Wednesday, August 22, 2012

The Geek Is On

Yesterday I stopped at Barnes & Noble to get something new to read.


I realize that it’s not the 1960’s, but I’m cheap and budget conscious. I’m not buying a Nook or Kindle or any tablet yet. I like my hard copies.

I went in knowing exactly what I wanted and, gasp! Everything was in alphabetical order by author. You don’t know how rare that really is at Barnes & Noble. Trust me. Sometimes it’s like a scavenger hunt without any clues.

Since I now had 20 minutes to kill by not having to play the game with them, I decided to peruse the other books in photography and current media.

I was hoping to find some new cinema theory books. It’s a long shot at a book store, I know. But sometimes you get lucky over the other 99% of the time you don’t. As I was browsing, something caught my eye. A paperback in a purple cover with fake ink stains and large black rimmed glasses. Geek Girls Unite.
What the hell is this? Of course I was curious and had to pick it up. As I always do, I flip to the first page before anything else.

What do Amy Poehler, Bjork, Felicia Day, Martha Stewart, Miranda July, and Zooey Deschanel have in common? They’re just a few of the amazing women proving that “geek” is no longer a four-letter word.

Uhoh. We’re going downhill already. They mentioned Day and Martha Stewart in one sentence. Wait. Stewart is a geek? Culinary home geek? Is that even an option?
That logo is way too cute to be geeky.

I flipped to the front cover. The tagline reads like the book is about ‘how fangirls are taking over the world’. In fact, those words are included. When you get inside however, it becomes more like a companion guide to the geek world. This is what Star Wars is. This is who Joss Wheaton is. This is why you’re a goth geek.

Some of it was mildly amusing. The definition for their cinema geek girl hit me spot on. I’m so pasty white because I’m into French new wave existentialism. Suck it!

As a whole, however, I felt a bit belittled. Not just geek girls (women! Can we start calling us women please?) but geeks in general are whittled down to a few words and still being placed in the “special losers” corner.

I pulled up a few more books from the author Leslie Simon, and apparently this is her niché. She’s written these comprehensive guides on music genres, as if to explain it to the non-Emo, non-Indie crowd that ‘there are these people, and they exist, and they fall into these sub-categories.’ Harsh. That’s a wonderful open invitation to laugh at them.

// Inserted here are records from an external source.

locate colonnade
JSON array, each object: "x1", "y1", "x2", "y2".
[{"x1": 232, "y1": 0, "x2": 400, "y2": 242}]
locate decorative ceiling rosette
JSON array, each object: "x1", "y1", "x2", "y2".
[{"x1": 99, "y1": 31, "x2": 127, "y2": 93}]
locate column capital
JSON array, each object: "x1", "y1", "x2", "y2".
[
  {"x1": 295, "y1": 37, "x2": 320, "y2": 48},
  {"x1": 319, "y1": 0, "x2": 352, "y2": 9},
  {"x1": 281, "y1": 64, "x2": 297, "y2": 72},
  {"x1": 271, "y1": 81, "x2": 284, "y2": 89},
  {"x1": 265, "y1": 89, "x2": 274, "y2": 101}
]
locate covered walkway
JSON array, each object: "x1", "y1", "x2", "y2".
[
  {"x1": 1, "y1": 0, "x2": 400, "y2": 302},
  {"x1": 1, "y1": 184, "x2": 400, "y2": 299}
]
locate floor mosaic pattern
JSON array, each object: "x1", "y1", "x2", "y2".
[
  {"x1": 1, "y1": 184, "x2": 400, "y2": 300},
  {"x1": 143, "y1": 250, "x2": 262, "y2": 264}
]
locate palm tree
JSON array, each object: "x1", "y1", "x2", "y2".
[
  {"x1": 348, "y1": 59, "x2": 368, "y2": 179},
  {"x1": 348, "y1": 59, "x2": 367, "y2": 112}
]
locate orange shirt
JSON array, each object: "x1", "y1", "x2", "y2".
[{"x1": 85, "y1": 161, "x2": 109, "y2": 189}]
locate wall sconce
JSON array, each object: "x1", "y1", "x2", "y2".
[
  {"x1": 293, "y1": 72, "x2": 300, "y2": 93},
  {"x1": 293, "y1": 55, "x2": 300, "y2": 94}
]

There is some truth in humor, but a lot of this felt silly. Not all people that are into Emo and Indie music act and dress like those stereotypes. I like some Emo music and I love Indie. I don’t fit those molds at all. One look at me and you’d think I were into classical music or something. I actually rock out to Led Zepplin thank you very much.

I sh*t you not.
This is a real book. Sad, right?
Seeing this book about geek girls has made it official. We’ve become a fad. Just look at the selection available.
I know a number of those are fiction books directed at teens, but what kind of messages are they sending out? I don’t really know. I haven’t read them nor do I want to nor do I have the time. I just hope that it’s positive, being yourself is cool, and all that. But what better proof of what’s trending now then to write books geared towards teenagers. I smell a vampire repeat!

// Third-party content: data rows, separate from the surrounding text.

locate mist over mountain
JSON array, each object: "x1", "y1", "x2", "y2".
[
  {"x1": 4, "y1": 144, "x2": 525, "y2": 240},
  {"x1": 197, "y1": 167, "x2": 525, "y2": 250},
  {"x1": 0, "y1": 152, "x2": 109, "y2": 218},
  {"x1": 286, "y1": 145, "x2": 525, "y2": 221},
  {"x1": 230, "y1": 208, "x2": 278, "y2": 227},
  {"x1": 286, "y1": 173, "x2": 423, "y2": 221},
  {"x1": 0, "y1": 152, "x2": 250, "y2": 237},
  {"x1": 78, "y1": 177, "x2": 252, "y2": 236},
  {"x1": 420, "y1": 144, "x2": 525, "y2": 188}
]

I don’t know what to do with this. If this were a legit academic book about the development of the female geek culture, current issues, and interviews, I would be much more open to it. (I smell a kickstarter project. MINE!) But this is going for capitalization on a growing trend. I know it happens to a lot of fads, hobbies, and cultures (before people start prepping their pitchforks) but there’s nothing out there currently to balance things out. We’re only seeing one side: the fad/trend/commercialization. Where’s the other?